Место сбора было назначено в черноруцком лесу, почему и шайка Антония была названа черноруцкою. Паны с разных сторон, по одной и по две повозки, направлялись в лесу к месту называемому Макаровым Кругом. Не доезжая его, для безопасности, отправляли людей обратно, а далее шли пешком; для обоза был назначен Черноруцкий фольварк. На Макаровом Кругу пулкувник Антоний, в золотом шитом кунтуше, вечером принял команду, поверил присутствующих, и на ночь вся компания человек до 100 отправилась в фольварк Черноручье к помещику Маковецкому, где был готов ужин и хозяин встретил их на крыльце с хлебом и солью.
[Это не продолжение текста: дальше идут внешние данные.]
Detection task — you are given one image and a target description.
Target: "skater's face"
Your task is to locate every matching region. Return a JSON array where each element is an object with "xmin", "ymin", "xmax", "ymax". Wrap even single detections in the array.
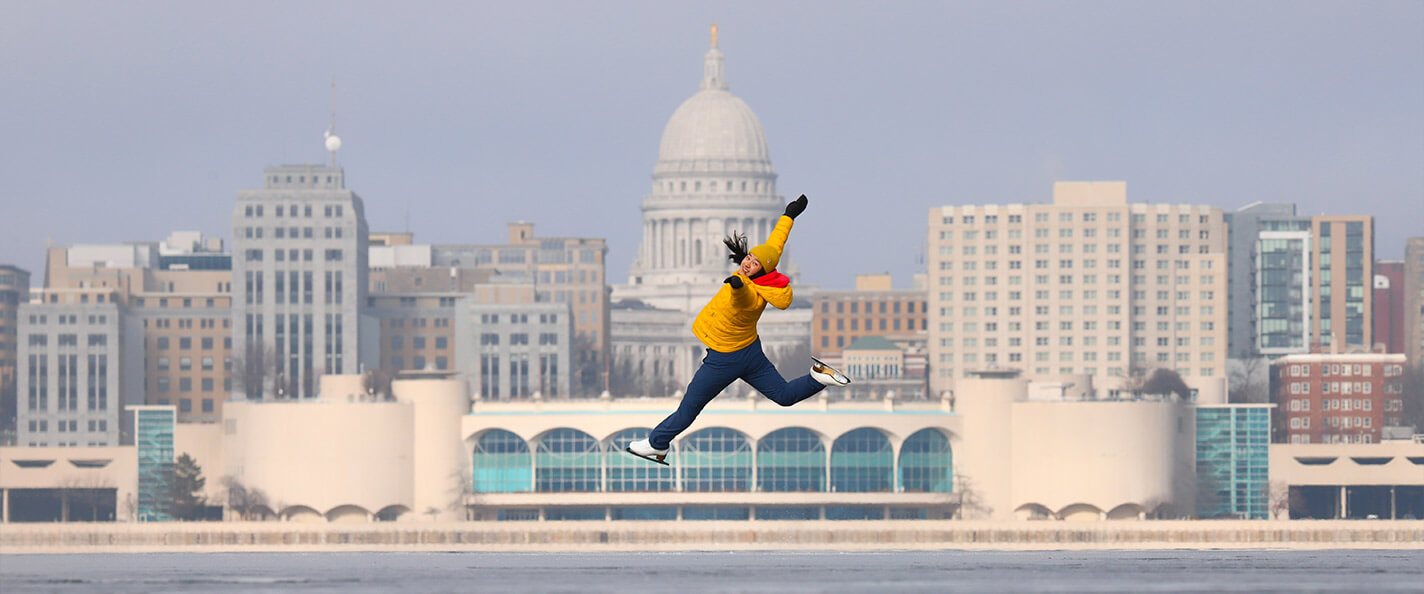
[{"xmin": 739, "ymin": 253, "xmax": 762, "ymax": 276}]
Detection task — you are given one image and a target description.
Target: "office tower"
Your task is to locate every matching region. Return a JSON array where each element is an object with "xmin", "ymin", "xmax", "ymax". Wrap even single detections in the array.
[
  {"xmin": 1404, "ymin": 238, "xmax": 1424, "ymax": 368},
  {"xmin": 232, "ymin": 164, "xmax": 369, "ymax": 399},
  {"xmin": 0, "ymin": 265, "xmax": 31, "ymax": 437},
  {"xmin": 927, "ymin": 182, "xmax": 1228, "ymax": 397},
  {"xmin": 1309, "ymin": 216, "xmax": 1373, "ymax": 351},
  {"xmin": 1224, "ymin": 203, "xmax": 1310, "ymax": 358}
]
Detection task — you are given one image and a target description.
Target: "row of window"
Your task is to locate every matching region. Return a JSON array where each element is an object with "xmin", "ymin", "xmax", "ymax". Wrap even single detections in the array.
[
  {"xmin": 937, "ymin": 366, "xmax": 1218, "ymax": 379},
  {"xmin": 151, "ymin": 336, "xmax": 231, "ymax": 351},
  {"xmin": 242, "ymin": 203, "xmax": 343, "ymax": 217},
  {"xmin": 1283, "ymin": 363, "xmax": 1399, "ymax": 377},
  {"xmin": 941, "ymin": 212, "xmax": 1213, "ymax": 226},
  {"xmin": 152, "ymin": 377, "xmax": 229, "ymax": 394},
  {"xmin": 1288, "ymin": 433, "xmax": 1376, "ymax": 444},
  {"xmin": 472, "ymin": 427, "xmax": 953, "ymax": 494},
  {"xmin": 818, "ymin": 301, "xmax": 923, "ymax": 315},
  {"xmin": 661, "ymin": 179, "xmax": 768, "ymax": 194},
  {"xmin": 936, "ymin": 305, "xmax": 1218, "ymax": 322},
  {"xmin": 26, "ymin": 419, "xmax": 108, "ymax": 433},
  {"xmin": 1290, "ymin": 416, "xmax": 1375, "ymax": 430},
  {"xmin": 820, "ymin": 318, "xmax": 921, "ymax": 332},
  {"xmin": 240, "ymin": 226, "xmax": 348, "ymax": 240},
  {"xmin": 244, "ymin": 248, "xmax": 345, "ymax": 262}
]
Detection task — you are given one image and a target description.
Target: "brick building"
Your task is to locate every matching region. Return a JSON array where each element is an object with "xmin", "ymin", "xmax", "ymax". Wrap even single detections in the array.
[{"xmin": 1271, "ymin": 353, "xmax": 1408, "ymax": 444}]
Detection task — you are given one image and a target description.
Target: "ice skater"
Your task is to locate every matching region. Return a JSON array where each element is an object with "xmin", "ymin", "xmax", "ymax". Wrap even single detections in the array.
[{"xmin": 626, "ymin": 194, "xmax": 851, "ymax": 465}]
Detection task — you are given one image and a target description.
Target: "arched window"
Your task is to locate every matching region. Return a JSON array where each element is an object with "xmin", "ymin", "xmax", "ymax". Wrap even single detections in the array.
[
  {"xmin": 898, "ymin": 428, "xmax": 953, "ymax": 493},
  {"xmin": 471, "ymin": 429, "xmax": 531, "ymax": 493},
  {"xmin": 535, "ymin": 428, "xmax": 601, "ymax": 492},
  {"xmin": 830, "ymin": 428, "xmax": 893, "ymax": 492},
  {"xmin": 604, "ymin": 428, "xmax": 674, "ymax": 492},
  {"xmin": 756, "ymin": 427, "xmax": 825, "ymax": 492},
  {"xmin": 681, "ymin": 427, "xmax": 751, "ymax": 492}
]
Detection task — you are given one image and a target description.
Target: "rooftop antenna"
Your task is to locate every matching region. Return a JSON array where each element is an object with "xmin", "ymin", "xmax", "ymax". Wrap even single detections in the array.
[{"xmin": 324, "ymin": 78, "xmax": 341, "ymax": 166}]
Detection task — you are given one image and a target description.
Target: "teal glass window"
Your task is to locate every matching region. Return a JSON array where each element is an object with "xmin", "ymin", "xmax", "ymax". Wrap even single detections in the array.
[
  {"xmin": 830, "ymin": 428, "xmax": 893, "ymax": 492},
  {"xmin": 135, "ymin": 408, "xmax": 175, "ymax": 521},
  {"xmin": 681, "ymin": 427, "xmax": 751, "ymax": 492},
  {"xmin": 605, "ymin": 428, "xmax": 674, "ymax": 492},
  {"xmin": 898, "ymin": 428, "xmax": 953, "ymax": 492},
  {"xmin": 756, "ymin": 427, "xmax": 826, "ymax": 492},
  {"xmin": 535, "ymin": 428, "xmax": 601, "ymax": 492},
  {"xmin": 472, "ymin": 429, "xmax": 532, "ymax": 493}
]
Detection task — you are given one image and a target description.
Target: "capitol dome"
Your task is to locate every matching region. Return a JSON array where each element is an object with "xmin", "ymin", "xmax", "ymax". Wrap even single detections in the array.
[
  {"xmin": 618, "ymin": 27, "xmax": 791, "ymax": 311},
  {"xmin": 653, "ymin": 45, "xmax": 775, "ymax": 176}
]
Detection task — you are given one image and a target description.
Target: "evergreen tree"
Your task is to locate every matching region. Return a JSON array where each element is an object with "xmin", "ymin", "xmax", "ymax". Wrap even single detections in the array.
[{"xmin": 168, "ymin": 453, "xmax": 207, "ymax": 520}]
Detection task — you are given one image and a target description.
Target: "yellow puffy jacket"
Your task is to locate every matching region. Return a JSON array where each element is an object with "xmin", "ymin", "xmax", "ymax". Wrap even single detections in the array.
[{"xmin": 692, "ymin": 215, "xmax": 795, "ymax": 352}]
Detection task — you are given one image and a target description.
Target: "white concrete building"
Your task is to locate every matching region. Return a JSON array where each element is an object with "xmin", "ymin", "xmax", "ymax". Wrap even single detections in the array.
[{"xmin": 927, "ymin": 182, "xmax": 1229, "ymax": 399}]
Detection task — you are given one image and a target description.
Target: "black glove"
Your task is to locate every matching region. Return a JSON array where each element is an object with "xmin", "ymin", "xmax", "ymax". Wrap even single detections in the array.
[
  {"xmin": 724, "ymin": 275, "xmax": 743, "ymax": 289},
  {"xmin": 784, "ymin": 194, "xmax": 808, "ymax": 219}
]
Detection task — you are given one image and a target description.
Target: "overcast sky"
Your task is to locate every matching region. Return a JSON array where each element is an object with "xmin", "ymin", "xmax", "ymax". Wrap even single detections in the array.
[{"xmin": 3, "ymin": 1, "xmax": 1421, "ymax": 290}]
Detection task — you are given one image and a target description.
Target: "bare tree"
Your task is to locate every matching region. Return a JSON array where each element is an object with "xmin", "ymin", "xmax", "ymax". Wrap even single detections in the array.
[
  {"xmin": 221, "ymin": 476, "xmax": 269, "ymax": 521},
  {"xmin": 362, "ymin": 368, "xmax": 394, "ymax": 400},
  {"xmin": 1228, "ymin": 355, "xmax": 1270, "ymax": 404},
  {"xmin": 952, "ymin": 474, "xmax": 992, "ymax": 520},
  {"xmin": 1267, "ymin": 481, "xmax": 1291, "ymax": 520},
  {"xmin": 230, "ymin": 343, "xmax": 278, "ymax": 401}
]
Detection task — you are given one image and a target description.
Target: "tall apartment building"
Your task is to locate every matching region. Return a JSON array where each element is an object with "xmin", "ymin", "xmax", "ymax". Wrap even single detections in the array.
[
  {"xmin": 811, "ymin": 274, "xmax": 927, "ymax": 356},
  {"xmin": 1271, "ymin": 353, "xmax": 1407, "ymax": 444},
  {"xmin": 41, "ymin": 236, "xmax": 233, "ymax": 423},
  {"xmin": 232, "ymin": 164, "xmax": 370, "ymax": 399},
  {"xmin": 430, "ymin": 223, "xmax": 608, "ymax": 396},
  {"xmin": 1224, "ymin": 203, "xmax": 1310, "ymax": 358},
  {"xmin": 1373, "ymin": 261, "xmax": 1405, "ymax": 354},
  {"xmin": 927, "ymin": 182, "xmax": 1228, "ymax": 397},
  {"xmin": 1310, "ymin": 216, "xmax": 1373, "ymax": 352},
  {"xmin": 1405, "ymin": 237, "xmax": 1424, "ymax": 368},
  {"xmin": 1, "ymin": 265, "xmax": 31, "ymax": 437},
  {"xmin": 17, "ymin": 288, "xmax": 125, "ymax": 446}
]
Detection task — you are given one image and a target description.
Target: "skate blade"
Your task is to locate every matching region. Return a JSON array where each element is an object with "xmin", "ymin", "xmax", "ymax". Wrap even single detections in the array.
[{"xmin": 625, "ymin": 447, "xmax": 670, "ymax": 466}]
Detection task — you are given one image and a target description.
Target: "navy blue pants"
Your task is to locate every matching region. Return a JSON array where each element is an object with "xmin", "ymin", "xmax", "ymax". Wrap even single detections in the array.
[{"xmin": 648, "ymin": 338, "xmax": 824, "ymax": 450}]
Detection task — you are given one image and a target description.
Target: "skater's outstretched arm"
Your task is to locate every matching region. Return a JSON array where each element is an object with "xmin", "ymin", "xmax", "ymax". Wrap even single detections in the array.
[{"xmin": 761, "ymin": 194, "xmax": 807, "ymax": 255}]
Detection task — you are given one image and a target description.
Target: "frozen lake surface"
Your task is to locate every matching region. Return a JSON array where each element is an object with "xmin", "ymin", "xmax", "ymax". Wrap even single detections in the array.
[{"xmin": 3, "ymin": 550, "xmax": 1422, "ymax": 593}]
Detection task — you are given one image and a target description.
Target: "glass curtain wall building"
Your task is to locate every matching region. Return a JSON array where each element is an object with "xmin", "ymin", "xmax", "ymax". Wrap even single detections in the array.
[
  {"xmin": 1195, "ymin": 405, "xmax": 1271, "ymax": 519},
  {"xmin": 132, "ymin": 405, "xmax": 176, "ymax": 521}
]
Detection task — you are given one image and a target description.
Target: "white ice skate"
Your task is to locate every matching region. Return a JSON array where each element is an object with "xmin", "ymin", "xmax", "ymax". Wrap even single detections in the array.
[
  {"xmin": 626, "ymin": 438, "xmax": 670, "ymax": 466},
  {"xmin": 810, "ymin": 357, "xmax": 851, "ymax": 387}
]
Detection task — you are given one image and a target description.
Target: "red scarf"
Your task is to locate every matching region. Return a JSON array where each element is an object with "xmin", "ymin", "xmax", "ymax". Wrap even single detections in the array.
[{"xmin": 751, "ymin": 271, "xmax": 790, "ymax": 288}]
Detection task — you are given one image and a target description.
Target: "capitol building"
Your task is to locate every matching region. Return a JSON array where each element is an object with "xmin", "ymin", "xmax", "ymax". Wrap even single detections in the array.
[{"xmin": 610, "ymin": 27, "xmax": 812, "ymax": 395}]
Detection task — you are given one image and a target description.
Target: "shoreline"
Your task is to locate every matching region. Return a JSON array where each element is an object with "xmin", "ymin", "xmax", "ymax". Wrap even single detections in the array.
[{"xmin": 3, "ymin": 519, "xmax": 1422, "ymax": 554}]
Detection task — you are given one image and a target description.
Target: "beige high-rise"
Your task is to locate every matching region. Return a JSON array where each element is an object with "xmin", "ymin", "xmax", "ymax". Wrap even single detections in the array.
[
  {"xmin": 1308, "ymin": 215, "xmax": 1373, "ymax": 351},
  {"xmin": 927, "ymin": 182, "xmax": 1228, "ymax": 399}
]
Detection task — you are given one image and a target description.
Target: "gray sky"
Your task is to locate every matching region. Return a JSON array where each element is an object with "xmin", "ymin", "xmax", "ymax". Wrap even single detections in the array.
[{"xmin": 3, "ymin": 1, "xmax": 1421, "ymax": 289}]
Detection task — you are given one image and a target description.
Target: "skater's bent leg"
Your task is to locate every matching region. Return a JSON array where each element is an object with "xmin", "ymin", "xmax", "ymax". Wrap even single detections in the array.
[
  {"xmin": 648, "ymin": 352, "xmax": 738, "ymax": 449},
  {"xmin": 742, "ymin": 343, "xmax": 825, "ymax": 407}
]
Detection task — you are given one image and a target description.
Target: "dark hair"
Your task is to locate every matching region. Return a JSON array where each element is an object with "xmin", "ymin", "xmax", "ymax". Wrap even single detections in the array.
[{"xmin": 723, "ymin": 232, "xmax": 748, "ymax": 264}]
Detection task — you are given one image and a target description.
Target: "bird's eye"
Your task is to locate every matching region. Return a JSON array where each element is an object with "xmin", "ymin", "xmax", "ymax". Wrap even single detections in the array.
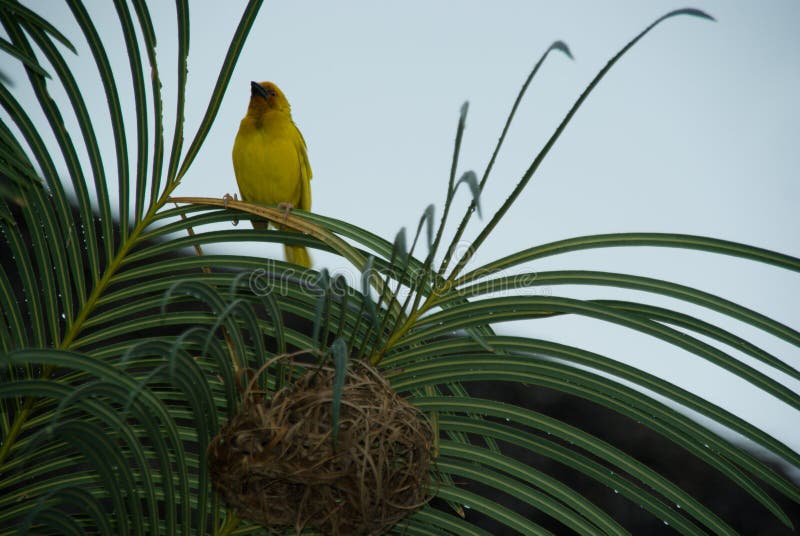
[{"xmin": 268, "ymin": 89, "xmax": 277, "ymax": 97}]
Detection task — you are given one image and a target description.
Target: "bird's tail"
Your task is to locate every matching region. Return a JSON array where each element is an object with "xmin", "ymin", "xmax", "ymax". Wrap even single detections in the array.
[
  {"xmin": 285, "ymin": 245, "xmax": 311, "ymax": 268},
  {"xmin": 251, "ymin": 220, "xmax": 310, "ymax": 267}
]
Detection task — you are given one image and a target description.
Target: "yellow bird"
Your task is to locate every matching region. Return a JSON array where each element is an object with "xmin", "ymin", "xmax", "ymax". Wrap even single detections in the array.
[{"xmin": 232, "ymin": 81, "xmax": 313, "ymax": 267}]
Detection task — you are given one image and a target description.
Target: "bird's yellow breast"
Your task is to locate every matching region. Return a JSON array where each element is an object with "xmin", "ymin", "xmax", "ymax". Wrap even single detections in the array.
[{"xmin": 232, "ymin": 111, "xmax": 307, "ymax": 208}]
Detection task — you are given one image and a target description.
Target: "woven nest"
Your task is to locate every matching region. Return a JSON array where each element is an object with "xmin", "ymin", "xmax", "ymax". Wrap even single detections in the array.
[{"xmin": 207, "ymin": 359, "xmax": 434, "ymax": 535}]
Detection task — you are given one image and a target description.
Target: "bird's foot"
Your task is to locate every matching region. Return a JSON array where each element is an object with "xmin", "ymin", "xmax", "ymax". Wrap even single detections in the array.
[
  {"xmin": 223, "ymin": 193, "xmax": 240, "ymax": 226},
  {"xmin": 278, "ymin": 202, "xmax": 295, "ymax": 226},
  {"xmin": 222, "ymin": 192, "xmax": 239, "ymax": 208}
]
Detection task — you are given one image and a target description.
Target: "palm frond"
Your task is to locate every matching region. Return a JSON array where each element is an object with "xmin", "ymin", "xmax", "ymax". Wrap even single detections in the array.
[{"xmin": 1, "ymin": 2, "xmax": 797, "ymax": 535}]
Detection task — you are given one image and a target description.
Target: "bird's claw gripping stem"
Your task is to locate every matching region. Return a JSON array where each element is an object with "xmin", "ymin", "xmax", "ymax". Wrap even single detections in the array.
[
  {"xmin": 222, "ymin": 192, "xmax": 238, "ymax": 208},
  {"xmin": 278, "ymin": 202, "xmax": 294, "ymax": 226},
  {"xmin": 223, "ymin": 193, "xmax": 240, "ymax": 225}
]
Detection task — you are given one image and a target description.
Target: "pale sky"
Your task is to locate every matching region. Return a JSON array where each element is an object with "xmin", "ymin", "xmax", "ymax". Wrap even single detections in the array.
[{"xmin": 10, "ymin": 1, "xmax": 800, "ymax": 472}]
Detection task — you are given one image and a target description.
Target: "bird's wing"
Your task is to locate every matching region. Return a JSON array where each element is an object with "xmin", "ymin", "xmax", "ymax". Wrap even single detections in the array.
[{"xmin": 294, "ymin": 122, "xmax": 313, "ymax": 211}]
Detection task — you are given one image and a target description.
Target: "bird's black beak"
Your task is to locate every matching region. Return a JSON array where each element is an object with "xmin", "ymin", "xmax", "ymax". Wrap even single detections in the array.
[{"xmin": 250, "ymin": 81, "xmax": 269, "ymax": 99}]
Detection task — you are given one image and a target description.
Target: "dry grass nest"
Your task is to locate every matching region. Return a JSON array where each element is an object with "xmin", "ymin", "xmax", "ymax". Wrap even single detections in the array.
[{"xmin": 207, "ymin": 358, "xmax": 435, "ymax": 535}]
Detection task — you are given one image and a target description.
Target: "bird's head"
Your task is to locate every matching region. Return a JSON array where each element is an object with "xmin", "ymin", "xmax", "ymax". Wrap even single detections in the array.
[{"xmin": 247, "ymin": 81, "xmax": 292, "ymax": 116}]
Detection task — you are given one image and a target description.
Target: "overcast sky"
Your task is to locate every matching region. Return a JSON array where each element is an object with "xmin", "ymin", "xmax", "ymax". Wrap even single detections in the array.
[{"xmin": 11, "ymin": 2, "xmax": 800, "ymax": 470}]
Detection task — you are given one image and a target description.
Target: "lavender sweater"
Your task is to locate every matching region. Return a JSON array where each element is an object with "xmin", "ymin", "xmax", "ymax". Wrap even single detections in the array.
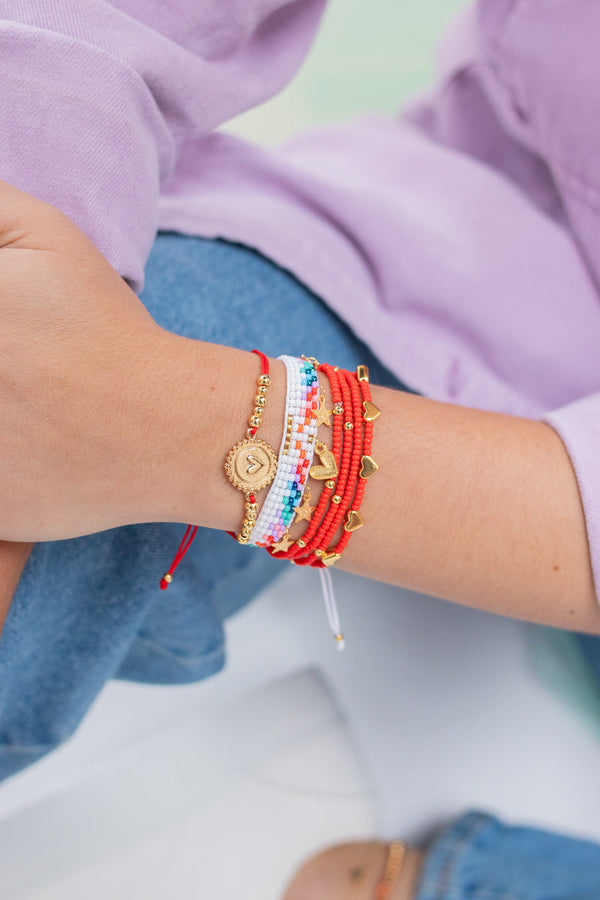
[{"xmin": 2, "ymin": 0, "xmax": 600, "ymax": 601}]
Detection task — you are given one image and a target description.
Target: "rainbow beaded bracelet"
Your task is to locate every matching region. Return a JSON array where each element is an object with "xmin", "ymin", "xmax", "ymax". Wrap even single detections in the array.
[{"xmin": 250, "ymin": 355, "xmax": 320, "ymax": 547}]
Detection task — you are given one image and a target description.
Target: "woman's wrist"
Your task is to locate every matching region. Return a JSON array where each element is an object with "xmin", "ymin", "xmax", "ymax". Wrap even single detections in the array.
[
  {"xmin": 129, "ymin": 332, "xmax": 334, "ymax": 541},
  {"xmin": 127, "ymin": 330, "xmax": 289, "ymax": 531}
]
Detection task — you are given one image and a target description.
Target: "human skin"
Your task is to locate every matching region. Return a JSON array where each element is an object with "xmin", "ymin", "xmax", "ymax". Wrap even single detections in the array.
[
  {"xmin": 0, "ymin": 179, "xmax": 598, "ymax": 637},
  {"xmin": 0, "ymin": 542, "xmax": 32, "ymax": 635},
  {"xmin": 282, "ymin": 842, "xmax": 424, "ymax": 900}
]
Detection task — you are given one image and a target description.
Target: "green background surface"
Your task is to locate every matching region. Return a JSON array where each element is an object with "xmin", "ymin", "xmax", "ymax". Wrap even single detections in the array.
[{"xmin": 230, "ymin": 0, "xmax": 467, "ymax": 144}]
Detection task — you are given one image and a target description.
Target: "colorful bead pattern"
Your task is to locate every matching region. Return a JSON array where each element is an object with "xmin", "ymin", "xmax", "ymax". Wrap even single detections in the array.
[
  {"xmin": 249, "ymin": 355, "xmax": 319, "ymax": 547},
  {"xmin": 283, "ymin": 363, "xmax": 344, "ymax": 561}
]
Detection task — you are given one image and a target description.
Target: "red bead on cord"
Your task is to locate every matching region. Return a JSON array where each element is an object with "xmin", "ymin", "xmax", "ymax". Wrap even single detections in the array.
[
  {"xmin": 275, "ymin": 363, "xmax": 343, "ymax": 561},
  {"xmin": 298, "ymin": 367, "xmax": 365, "ymax": 565},
  {"xmin": 294, "ymin": 366, "xmax": 360, "ymax": 566},
  {"xmin": 160, "ymin": 349, "xmax": 269, "ymax": 590}
]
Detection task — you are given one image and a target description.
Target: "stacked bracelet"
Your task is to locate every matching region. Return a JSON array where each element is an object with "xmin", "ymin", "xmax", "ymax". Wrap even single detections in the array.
[{"xmin": 159, "ymin": 353, "xmax": 380, "ymax": 609}]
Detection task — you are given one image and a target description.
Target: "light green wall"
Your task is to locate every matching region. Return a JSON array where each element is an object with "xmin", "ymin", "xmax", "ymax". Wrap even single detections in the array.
[{"xmin": 229, "ymin": 0, "xmax": 467, "ymax": 144}]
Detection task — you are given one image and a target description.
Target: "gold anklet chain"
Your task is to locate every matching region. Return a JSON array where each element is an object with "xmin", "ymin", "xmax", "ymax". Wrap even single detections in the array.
[{"xmin": 374, "ymin": 842, "xmax": 406, "ymax": 900}]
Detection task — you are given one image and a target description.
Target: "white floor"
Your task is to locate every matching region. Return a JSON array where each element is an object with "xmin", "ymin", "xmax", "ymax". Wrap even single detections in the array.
[{"xmin": 1, "ymin": 571, "xmax": 600, "ymax": 899}]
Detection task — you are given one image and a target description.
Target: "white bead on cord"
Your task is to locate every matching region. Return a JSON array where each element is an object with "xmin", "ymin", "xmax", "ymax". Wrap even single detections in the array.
[{"xmin": 248, "ymin": 355, "xmax": 319, "ymax": 546}]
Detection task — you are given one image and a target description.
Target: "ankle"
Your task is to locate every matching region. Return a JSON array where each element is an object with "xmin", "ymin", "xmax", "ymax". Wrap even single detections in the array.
[{"xmin": 282, "ymin": 842, "xmax": 425, "ymax": 900}]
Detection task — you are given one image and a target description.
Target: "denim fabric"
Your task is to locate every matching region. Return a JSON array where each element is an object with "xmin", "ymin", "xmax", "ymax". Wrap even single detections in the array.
[
  {"xmin": 0, "ymin": 233, "xmax": 403, "ymax": 782},
  {"xmin": 418, "ymin": 811, "xmax": 600, "ymax": 898}
]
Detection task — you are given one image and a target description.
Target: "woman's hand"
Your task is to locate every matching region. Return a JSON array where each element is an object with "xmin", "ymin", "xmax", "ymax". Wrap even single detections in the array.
[{"xmin": 0, "ymin": 180, "xmax": 174, "ymax": 540}]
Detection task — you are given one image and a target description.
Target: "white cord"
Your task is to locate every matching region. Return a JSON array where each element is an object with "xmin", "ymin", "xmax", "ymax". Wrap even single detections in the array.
[{"xmin": 319, "ymin": 567, "xmax": 345, "ymax": 651}]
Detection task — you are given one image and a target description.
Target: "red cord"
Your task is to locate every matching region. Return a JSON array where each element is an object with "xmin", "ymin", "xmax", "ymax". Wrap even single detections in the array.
[
  {"xmin": 160, "ymin": 349, "xmax": 268, "ymax": 590},
  {"xmin": 160, "ymin": 524, "xmax": 198, "ymax": 589}
]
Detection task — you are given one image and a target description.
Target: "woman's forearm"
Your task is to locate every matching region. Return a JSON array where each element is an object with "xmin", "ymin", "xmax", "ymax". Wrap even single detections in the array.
[
  {"xmin": 6, "ymin": 182, "xmax": 596, "ymax": 637},
  {"xmin": 341, "ymin": 387, "xmax": 599, "ymax": 633},
  {"xmin": 147, "ymin": 334, "xmax": 598, "ymax": 634}
]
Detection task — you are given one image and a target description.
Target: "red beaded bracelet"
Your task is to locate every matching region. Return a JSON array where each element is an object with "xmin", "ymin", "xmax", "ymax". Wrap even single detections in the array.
[
  {"xmin": 299, "ymin": 366, "xmax": 366, "ymax": 566},
  {"xmin": 274, "ymin": 362, "xmax": 380, "ymax": 570}
]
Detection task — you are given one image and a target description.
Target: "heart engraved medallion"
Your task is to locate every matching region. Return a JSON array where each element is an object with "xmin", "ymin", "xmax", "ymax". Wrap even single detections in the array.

23-го рано утром, надев свой кунтуш, Антоний со всей шайкой отправился в соседнюю от Черноруцкого фольварка деревню Новоселье и велел крестьянам собираться. Был праздник Юрьев день. „Чи чули (слыхали ли) вы новину? — сказал он им. — В этом году будет у вас Француз, мы прочитаем вам бумагу от царя, но не вашего, а польского, который идет воевать за вас. Слушайте: от нынешнего дня вы не обязаны служить пригон, уничтожается также акциз на водку и на соль. На выкуп не давайте ни гроша. Эта земля вся ваша и детей ваших. Рекрут у вас насильно брать не будут, разве только по собственной охоте. Рекруту будет пенсии в сутки 25 грошей, 4 фунта белого хлеба и 1½ фунта мяса. Вот ваши бабы ходят босы, а у нас посмотри" (при этом он, раскрыл плащ, показал свой расшитый золотом кунтуш).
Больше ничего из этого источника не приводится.